Ein Behindertentestament ist auch im Falle eines großen Nachlassvermögens nicht sittenwidrig

Für die Beurteilung eines sog. Behindertentestaments ist nicht danach zu differenzieren, wie groß das dem behinderten Kind hinterlassene Vermögen ist. Es ist weder eine klar umrissene Wertung des Gesetzgebers noch eine allgemeine Rechtsauffassung festzustellen, dass Eltern einem behinderten Kind ab einer gewissen Größe ihres Vermögens einen über den Pflichtteil hinausgehenden Erbteil hinterlassen müssen, damit es nicht ausschließlich der Allgemeinheit zur Last fällt.

OLG Hamm vom 27.10.2016, 10 U 13/10

Behindertentestament: Freigabe entgegen Verwaltungsanweisung führt nicht zu bereiten Mitteln

Selbst wenn der Testamentsvollstrecker beim Behindertentestament im Rahmen einer Dauertestamentsvollstreckung den Nachlassgegenstand entgegen den Anordnungen des Erblassers pflichtwidrig zugunsten des Betroffenen freigibt, lässt dies dessen Mittellosigkeit nicht entfallen (Fortführung von Senatsbeschluss vom 1. Februar 2017 – XII ZB 299/15 -FamRZ 2017, 758).

BGH Beschluss vom 10.05.2017, Az: XII ZB 614/16

Behindertentestament und Betreuervergütung

Die durch ein Behindertentestament auf den Betroffenen übertragene (Vor-)Erbschaft führt auch bei gleichzeitiger Anordnung der Testamentsvollstreckung nicht zwingend zur Mittellosigkeit des Betroffenen. Vielmehr ist durch Auslegung der an den Testamentsvollstrecker adressierten Verwaltungsanordnungen zu ermitteln, ob der Erblasser auch Vergütungsansprüche des Betreuers ausschließen wollte.

BGH Beschluss 27.03.2013, XII ZB 679/11

Behindertentestament: Verlust des Schutzes bei Erbauseinandersetzung?

Das LG Kassel hatte am 17.10.2013 entschieden, dass Vermögen, welches ein Begünstigter im Rahmen eines Behindertentestamentes erhielt, im Zuge einer Erbteilsübertragung nicht mehr Schonvermögen ist (http://openjur.de/u/655215.html). Eine juristische Begründung hierzu fehlt für diese Ansicht, die den Erblasserwillen grundlegend mißachtet. Im Gegenteil geht die herrschende Meinung davon aus, dass auch das Abfindungsguthaben – entgegen der Ansicht des LG Kassel – Surrogat für den Erbanteil und damit nach wie vor Schonvermögen ist.
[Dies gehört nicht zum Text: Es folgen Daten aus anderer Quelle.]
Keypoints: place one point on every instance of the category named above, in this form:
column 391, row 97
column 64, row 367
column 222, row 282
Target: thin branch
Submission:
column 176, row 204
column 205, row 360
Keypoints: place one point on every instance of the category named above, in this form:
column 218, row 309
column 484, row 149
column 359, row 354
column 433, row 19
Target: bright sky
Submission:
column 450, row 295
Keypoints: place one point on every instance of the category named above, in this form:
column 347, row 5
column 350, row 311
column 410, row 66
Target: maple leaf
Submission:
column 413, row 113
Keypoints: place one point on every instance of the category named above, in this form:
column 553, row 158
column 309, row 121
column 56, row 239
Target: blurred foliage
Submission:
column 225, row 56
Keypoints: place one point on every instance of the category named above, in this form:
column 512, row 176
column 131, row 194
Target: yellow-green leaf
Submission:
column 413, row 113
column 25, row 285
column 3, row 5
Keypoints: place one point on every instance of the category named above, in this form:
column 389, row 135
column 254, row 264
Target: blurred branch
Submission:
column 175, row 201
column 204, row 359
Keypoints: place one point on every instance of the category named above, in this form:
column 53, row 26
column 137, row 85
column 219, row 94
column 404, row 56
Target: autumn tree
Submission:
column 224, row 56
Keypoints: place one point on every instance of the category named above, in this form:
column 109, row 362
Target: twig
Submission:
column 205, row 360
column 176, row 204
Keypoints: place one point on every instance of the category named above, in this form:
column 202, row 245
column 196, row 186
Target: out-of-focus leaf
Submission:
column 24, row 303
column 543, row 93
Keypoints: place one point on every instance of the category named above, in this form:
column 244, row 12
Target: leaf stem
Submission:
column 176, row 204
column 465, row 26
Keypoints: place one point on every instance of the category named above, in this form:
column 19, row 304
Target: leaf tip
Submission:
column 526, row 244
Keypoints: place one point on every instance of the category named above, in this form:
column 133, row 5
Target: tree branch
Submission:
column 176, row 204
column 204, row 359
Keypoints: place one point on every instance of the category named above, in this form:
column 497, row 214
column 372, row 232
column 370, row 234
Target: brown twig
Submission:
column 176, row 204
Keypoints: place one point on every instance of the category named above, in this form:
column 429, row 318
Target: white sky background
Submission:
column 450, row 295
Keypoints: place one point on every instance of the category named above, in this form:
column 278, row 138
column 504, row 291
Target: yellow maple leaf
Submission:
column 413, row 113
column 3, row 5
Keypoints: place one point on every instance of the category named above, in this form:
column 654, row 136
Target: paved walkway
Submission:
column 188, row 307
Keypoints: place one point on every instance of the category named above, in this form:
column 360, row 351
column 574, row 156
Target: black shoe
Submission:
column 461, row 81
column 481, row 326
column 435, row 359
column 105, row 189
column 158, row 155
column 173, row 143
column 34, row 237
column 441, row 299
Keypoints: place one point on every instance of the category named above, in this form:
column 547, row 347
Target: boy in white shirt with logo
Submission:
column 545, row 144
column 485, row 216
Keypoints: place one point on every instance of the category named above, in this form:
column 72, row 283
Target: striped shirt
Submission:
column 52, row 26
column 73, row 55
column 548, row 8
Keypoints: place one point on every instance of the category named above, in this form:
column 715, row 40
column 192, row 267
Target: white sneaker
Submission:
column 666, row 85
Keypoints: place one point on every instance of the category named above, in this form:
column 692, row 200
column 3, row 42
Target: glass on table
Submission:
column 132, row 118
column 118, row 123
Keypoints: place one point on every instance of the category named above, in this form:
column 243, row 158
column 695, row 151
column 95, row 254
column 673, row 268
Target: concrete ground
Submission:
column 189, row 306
Kein Beschwerderecht des Testamentsvollstreckers bei Behindertentestament gegen Festsetzung von Betreuervergütung

Bei einer durch Behindertentestament auf den Betroffenen übertragenen Vorerbschaft und gleichzeitig angeordneter Testamentsvollstreckung wird der Testamentsvollstrecker durch die Festsetzung der Betreuervergütung aus dem Vermögen des Betroffenen nicht in eigenen Rechten unmittelbar betroffen

Er ist deshalb weder am Vergütungsfestsetzungsverfahren zu beteiligen noch steht ihm gegen die abschließende Entscheidung ein Beschwerderecht zu.